A parable for success that sometimes requires a perilous journey of self-discovery
Fables may well be among the earliest forms of storytelling and remain popular among several business thinkers, notably Stephen Denning and Patrick Lencione. Personally, I have little interest in locating cheese or coping with melting icebergs but I always enjoy a tale well-told and that is what Stefan Swanepoel offers in this slim volume. Its protagonist is Sean Spencer, a corporate executive from Los Angeles. He and his wife Ashley are joined by Dave and Mary Johnson from Montana, Anthony and Cecilia Cruz, and Zachariah Makena whom Spencer knew 30 years ago and hasn’t seen since, until now. They begin an African safari led by their guide Raymond. Plot developments are best revealed within the narrative. My focus now is on what I admire most about the material provided.
First, as indicated earlier, Swanepoel is a skillful raconteur. He sets the scene, introduces the characters, sets the plot in motion, and uses both dialog and incidents to illustrate what he hopes his fable will affirm: Everyone can survive his her own personal Serengeti, no matter the challenges. No journey is ever too long. Nothing is impossible.”

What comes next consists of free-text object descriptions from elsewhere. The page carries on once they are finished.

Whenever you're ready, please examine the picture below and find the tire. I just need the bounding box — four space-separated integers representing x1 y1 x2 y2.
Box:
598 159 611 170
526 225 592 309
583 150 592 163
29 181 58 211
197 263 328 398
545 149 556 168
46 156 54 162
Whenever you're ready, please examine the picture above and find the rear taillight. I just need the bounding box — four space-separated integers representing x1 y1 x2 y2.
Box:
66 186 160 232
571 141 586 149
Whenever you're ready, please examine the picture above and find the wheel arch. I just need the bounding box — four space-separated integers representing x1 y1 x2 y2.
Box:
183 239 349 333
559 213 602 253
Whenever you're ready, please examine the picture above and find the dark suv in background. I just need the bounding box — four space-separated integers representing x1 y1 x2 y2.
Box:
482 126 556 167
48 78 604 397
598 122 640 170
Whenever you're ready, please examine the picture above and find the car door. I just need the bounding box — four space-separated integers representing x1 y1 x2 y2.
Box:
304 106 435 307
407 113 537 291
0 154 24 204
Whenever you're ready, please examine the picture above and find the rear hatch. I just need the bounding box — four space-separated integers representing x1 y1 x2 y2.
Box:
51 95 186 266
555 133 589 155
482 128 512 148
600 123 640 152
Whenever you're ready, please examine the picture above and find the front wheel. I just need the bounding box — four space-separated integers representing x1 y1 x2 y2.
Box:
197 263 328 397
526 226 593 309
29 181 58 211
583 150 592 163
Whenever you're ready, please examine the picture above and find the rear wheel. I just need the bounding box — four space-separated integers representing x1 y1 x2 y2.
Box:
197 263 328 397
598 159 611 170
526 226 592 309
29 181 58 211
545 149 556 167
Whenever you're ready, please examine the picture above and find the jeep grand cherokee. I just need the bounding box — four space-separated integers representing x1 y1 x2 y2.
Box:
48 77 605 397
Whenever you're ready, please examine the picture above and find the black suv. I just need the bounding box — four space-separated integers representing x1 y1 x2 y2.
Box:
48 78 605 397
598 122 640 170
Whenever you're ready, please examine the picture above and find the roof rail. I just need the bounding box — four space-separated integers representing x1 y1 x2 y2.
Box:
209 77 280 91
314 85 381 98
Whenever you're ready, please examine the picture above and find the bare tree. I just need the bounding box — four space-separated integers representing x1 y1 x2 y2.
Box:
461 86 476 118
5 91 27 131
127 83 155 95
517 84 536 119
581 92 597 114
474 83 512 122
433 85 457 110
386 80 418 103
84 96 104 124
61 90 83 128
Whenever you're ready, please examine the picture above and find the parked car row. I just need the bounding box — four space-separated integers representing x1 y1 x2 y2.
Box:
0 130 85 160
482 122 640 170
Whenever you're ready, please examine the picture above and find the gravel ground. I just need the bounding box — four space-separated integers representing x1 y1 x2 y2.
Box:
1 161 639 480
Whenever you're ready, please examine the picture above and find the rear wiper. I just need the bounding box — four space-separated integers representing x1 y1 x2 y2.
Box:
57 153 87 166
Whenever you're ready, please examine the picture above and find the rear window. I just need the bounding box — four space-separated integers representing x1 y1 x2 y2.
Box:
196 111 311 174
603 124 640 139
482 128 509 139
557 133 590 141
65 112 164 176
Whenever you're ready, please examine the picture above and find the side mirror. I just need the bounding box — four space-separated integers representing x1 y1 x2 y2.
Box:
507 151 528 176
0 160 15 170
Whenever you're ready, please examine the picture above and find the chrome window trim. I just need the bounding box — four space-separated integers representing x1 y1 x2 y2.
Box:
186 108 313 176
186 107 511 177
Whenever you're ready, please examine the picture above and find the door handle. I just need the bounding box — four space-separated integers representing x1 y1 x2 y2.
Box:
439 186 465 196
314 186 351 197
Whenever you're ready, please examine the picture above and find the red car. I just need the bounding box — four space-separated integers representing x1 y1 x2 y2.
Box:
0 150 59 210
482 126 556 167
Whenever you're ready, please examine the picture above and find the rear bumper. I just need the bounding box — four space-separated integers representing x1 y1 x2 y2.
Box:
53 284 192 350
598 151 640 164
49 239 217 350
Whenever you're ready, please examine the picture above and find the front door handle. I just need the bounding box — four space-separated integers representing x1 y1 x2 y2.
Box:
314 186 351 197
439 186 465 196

Also, I think the seven survival skills “to master business and life” are appropriate to the context within which he examines them, the plains of the Serengeti, and to the animals that exemplify those skills: the wildebeest (“Endurance is the steadfast capacity to hold on for one more day.”), the lion (“Strategy is the road map you need to define and achieve your goals.”), the crocodile (“An enterprising person explores all options and boldly seizes every opportunity.”), the cheetah (“Efficiency is the optimization of all resources to achieve the best results.”), the giraffe (“Grace is more than style and finesse, it’s doing the right thing.”), the mongoose (“Taking calculated risks is an essential part of every journey.”), and the elephant (e.g. (“Effective communication is the art of successfully delivering your message.”). The wildlife certainly provide excellent role models.
Finally, Swanpoel is convinced (and I agree) that life and work lessons can be learned from various animals such as those who appear in this fable but that the value of those lessons depends almost entirely on the extent to which those lessons are then applied. Jeffrey Pfeffer and Robert Sutton have identified two gaps, “Knowing-Doing” and “Doing-Knowing.” It remains for each reader to determine, first, which needs are most urgently needed and then resolve to master them.
I presume to suggest that the development process be guided and informed by the results of research that Anders Ericsson and his associates at Florida State have conducted for almost 20 years. In brief, peak performance requires about 10,000 hours of “deep” and “deliberate” practice under the strict supervision by a master teacher.
In my opinion, Stefan Swanepoel hopes this book will serve both as a mirror to reflect current realities and as a window to suggest possibilities yet to be realized. I am among those who need both so I thank him for what I have learned from his book and for what (I hope) his book will help to make possible in months and years to come.